Damn, it could be. Daniel tried to quell the excitement. He still couldn’t read it. “Any way to enhance the shot further?”
“Hey, this isn’t
CSI
—that computer shit they do isn’t even real. I can only focus so much before I lose everything and it becomes one big pixel nightmare.”
Running a hand through his hair, Daniel nodded. “I know, man. But something’s got to give. We have to find the crime scene before the fucking rats get there.”
“Rats nothing. Have you
seen
what those feral cats can do?”
Daniel grinned. “Dog person, huh?”
“Hell yeah. If I die, I don’t want my pet eating off my face, and those cats will. Dude, the moment you die, you’re nothing but kibble to them.”
The image cleared a bit more and it was a stack of crates. The thick white stripe was still blurry, but Daniel could make out a logo of some kind. “What is that?”
Avery had a magnifying glass over the screen of his computer. “Maybe a crown or hat of some kind? I can’t make it any bigger, or we lose the image altogether.” He held out the magnifier to Daniel as he scooted back to make more room.
Skirting the desk, Daniel moved closer to Avery’s screen. With the image magnified, it did look like a crown, but with three lines to the right and some letters that were too close together to make sense of. “Can you screen shot this? I’ll probably go blind looking at logos, but I know I’ve seen this somewhere.”
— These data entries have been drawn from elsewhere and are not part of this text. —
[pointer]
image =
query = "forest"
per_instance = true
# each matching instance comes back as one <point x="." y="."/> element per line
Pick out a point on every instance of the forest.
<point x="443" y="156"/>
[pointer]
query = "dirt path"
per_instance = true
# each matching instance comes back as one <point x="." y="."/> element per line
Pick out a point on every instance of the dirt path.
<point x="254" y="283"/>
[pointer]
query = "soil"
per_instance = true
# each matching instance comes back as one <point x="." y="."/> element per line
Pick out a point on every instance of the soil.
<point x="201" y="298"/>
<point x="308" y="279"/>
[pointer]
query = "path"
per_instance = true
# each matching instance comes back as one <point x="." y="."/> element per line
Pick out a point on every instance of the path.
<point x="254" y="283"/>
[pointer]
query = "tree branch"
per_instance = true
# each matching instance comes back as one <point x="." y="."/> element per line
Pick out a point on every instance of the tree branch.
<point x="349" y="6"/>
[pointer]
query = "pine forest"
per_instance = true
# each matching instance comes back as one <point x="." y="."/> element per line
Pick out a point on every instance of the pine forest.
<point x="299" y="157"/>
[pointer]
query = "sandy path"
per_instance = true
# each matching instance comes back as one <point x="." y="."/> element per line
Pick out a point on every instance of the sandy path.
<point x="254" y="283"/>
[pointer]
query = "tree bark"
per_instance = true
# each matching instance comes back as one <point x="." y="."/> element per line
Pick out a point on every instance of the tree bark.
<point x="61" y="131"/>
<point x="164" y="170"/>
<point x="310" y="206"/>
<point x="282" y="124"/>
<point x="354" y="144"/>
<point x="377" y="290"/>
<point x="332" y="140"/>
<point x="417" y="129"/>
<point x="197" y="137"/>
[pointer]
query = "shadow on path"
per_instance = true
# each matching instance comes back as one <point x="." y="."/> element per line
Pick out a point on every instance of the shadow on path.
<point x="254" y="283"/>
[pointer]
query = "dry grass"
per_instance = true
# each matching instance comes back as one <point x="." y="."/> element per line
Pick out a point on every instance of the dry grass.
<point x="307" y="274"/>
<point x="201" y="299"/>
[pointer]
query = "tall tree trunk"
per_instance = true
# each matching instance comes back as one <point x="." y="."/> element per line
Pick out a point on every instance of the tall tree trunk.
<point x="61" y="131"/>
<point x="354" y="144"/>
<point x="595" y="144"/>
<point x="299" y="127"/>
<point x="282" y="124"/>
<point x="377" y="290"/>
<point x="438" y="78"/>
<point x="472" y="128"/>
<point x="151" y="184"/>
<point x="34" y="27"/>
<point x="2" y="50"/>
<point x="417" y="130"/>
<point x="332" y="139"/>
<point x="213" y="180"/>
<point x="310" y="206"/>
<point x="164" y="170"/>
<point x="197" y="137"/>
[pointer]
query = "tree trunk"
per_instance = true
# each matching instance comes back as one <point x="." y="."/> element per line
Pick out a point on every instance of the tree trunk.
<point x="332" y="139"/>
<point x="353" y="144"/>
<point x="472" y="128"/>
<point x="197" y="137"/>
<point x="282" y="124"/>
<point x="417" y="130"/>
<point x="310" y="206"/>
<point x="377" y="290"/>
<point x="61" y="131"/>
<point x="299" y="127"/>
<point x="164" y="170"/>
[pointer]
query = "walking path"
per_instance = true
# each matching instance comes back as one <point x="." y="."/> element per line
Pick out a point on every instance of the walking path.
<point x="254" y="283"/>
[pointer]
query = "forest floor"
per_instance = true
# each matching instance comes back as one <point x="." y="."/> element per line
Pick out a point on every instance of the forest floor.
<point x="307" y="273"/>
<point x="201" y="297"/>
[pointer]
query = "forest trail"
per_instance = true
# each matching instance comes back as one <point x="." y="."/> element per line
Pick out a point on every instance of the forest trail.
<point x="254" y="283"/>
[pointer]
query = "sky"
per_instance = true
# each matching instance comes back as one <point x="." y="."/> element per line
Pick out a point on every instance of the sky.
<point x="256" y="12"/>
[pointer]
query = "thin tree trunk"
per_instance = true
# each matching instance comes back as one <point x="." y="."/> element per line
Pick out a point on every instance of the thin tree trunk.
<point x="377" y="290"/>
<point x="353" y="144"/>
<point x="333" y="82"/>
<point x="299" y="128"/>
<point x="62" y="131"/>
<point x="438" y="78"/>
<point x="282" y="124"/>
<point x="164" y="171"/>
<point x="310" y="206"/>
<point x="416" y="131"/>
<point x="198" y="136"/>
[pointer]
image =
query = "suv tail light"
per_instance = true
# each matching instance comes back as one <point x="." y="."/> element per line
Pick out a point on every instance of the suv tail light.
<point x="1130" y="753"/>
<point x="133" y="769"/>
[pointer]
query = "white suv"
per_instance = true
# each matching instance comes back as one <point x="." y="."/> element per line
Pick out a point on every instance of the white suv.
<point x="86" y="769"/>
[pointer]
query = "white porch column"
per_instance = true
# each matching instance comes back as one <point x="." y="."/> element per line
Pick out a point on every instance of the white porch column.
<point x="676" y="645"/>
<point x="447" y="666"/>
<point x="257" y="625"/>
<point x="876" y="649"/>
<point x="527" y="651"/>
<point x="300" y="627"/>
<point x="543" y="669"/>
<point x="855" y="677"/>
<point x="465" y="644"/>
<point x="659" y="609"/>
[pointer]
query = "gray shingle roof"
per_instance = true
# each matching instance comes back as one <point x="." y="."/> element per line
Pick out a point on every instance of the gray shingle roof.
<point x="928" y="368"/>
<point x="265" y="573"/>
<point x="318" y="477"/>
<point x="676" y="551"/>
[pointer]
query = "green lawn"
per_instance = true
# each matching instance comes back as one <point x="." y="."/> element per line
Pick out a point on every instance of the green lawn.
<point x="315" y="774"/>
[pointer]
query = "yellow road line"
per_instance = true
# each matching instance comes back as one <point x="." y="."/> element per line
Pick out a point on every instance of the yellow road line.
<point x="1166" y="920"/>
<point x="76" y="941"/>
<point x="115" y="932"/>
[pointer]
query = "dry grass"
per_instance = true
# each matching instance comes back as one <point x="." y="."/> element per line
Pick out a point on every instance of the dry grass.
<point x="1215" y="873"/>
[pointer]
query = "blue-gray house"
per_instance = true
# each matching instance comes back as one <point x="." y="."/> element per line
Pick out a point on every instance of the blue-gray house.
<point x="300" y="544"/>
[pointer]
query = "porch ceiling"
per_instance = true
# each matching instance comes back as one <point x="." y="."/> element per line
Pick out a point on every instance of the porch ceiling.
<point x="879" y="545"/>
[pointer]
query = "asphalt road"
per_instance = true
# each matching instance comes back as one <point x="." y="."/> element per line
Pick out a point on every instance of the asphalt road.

Hearing Avery busy tapping on keys, Daniel wandered back to the larger image.
Who are you?
But the victim couldn’t tell them anything, except who she was . . . eventually. Maybe that would help, maybe it wouldn’t. If she was indigent, then she was a random target that fit the killer’s needs. But if she wasn’t, then tracking her movements in the days before she was taken might provide useful leads.
“Oh shit.”
Daniel turned at the exclamation, eyebrow raised, armed crossed. “What?”
Avery was almost vibrating with triumph. Still tapping away on his computer, he turned his monitor and pointed. “I know what that symbol is.”
***
Tara Shumway was finally off shift.
He was waiting. He watched as she pulled the tie from her hair, letting the red corkscrew curls loose and running both hands through her head. He thought he could hear her moan at the release of all that hair.
Leaving the lobby of the emergency room, Tara glanced around before heading into the parking garage. The night had been busy, and that she was looking forward to getting out of her scrubs and into a bubble bath. He’d heard her conversation with a co-worker while they were on a break.
It was two a.m., and a good time to hunt. The voice was quiet, and he could focus and maintain the control he needed to use his disguise.
She held her purse close, keys in hand, like she did every night—keeping her head up and her body alert. Tara’s daddy had taught her well, and she was always vigilant. He knew all about her, and she talked about her Daddy often. But his warnings wouldn’t help her. Not tonight.
“Excuse me?” His voice startled her into a little jump.
She turned, wide blue eyes blinking into focus. She’d been deep in thought and not paying attention.